Ludovic continue son tour du Japon ! Après avoir mangé du Fugu (un poisson potentiellement mortel selon sa découpe !), il a eu la chance de rencontrer un véritable maître Sashimi ! Pour bynativ, il nous raconte son expérience !

Alors que j’arpente difficilement les marches du sanctuaire d’Haguro, un des trois sites sacrés des moines Yamabushis, Derek, mon guide, souffle un peu et se décale, cordialité japonaise oblige, sur le bas-côté de cette montée qui n’en finit pas.

– Ludovic San, pourquoi as-tu choisi de visiter le Nord de notre pays ? me demande t’il.

– Car, mon ami, je pense que le Nord du Japon est bien plus authentique que le Sud, lui dis-je en tentant de reprendre mon souffle.

Avec toute la finesse japonaise qui lui sied à ravir, il acquiesce ; nous continuons notre avancée ; les arbres défilent sous le poids de nos chaussures qui en foulent le sol, nos mollets sont tendus outrancièrement et nos chevilles en feu nous amènent à considérer chaque marche comme une falaise à escalader avec force et pugnacité.

Au sommet, quelques ahanements et nombre de respirations plus tard, nous nous asseyons aux abords d’un petit pont de pierre et à l’ombre d’un des nombreux temples du sanctuaire, Derek revient à la charge et me questionne sur mes affinités dans le Nord du pays. « En vérité, Derek San, j’aime tout dans le Nord du Japon ; le côté moins touristique me permet d’être plus proche des locaux. J’aime l’architecture des villes visitées, la sérénité des lieux.
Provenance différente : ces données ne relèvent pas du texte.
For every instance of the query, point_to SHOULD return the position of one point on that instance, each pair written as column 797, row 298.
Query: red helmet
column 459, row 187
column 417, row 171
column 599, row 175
Les prix sont bas et la gastronomie, exceptionnelle ! » 

 Un peu comme s’il attendait ma réponse, à l’entente du mot gastronomie, son sourire s’illumine et il me questionne sur la variation culinaire découverte dans la ville de Tsuruoka.

 

 

Tsuruoka, la ville culinaire japonaise par excellence

Il faut dire que Tsuruoka, dans la région de Shonai située dans le département Yamagata au nord de l’île de Honshu est célèbre internationalement pour être inscrite parmi les 18 villes créatives gastronomiques de l’UNESCO. Une spécialisation culinaire qui parvient à satisfaire la plus exigeante des papilles, tant la diversité gastronomique est l’étendard de sa philosophie.

Des bars à sushis aux restaurant de Gyozas, des steak house à la restauration internationale, traverser la ville oblige à effectuer un mariage heureux entre le visuel des grandes enseignes colorées et le fumet délicat qui s’y dégage avec pour témoins le crépitement des stands de restauration rapide et la texture si étrange mais au combien délicate des aliments proposés dans les marchés.

Le chef sashimi, un véritable artiste

Je disserte ainsi sur les nombreuses découvertes effectuées durant les premiers jours de mon voyage au cœur de ce qui se fait de mieux dans la cuisine japonaise. Elle-même étant ce qui se fait de mieux dans la nourriture internationale et les possibilités offertes par les transformations pouvant la caresser.

Derek : Et tu n’as jamais rencontré un véritable chef sashimi ?

Moi : Un chef sashimi ?

Derek : Oui, un chef qui parvient à sublimer les sashimis, ces mets de la taille d’une bouchée qui consiste en la découpe parfaite d’une tranche de poisson frais. Le met suprême au Japon. Bien plus apprécié que les sushis, ces boulettes de riz mélangées à une fine tranche de poisson.

Moi : Non, je n’en ai jamais rencontré. J’ai déjà mangé du sashimi dans des restaurants japonais, mais je ne pense pas qu’ils aient été préparés par un chef. D’ailleurs, je ne sais pas ce qu’est un chef sashimi.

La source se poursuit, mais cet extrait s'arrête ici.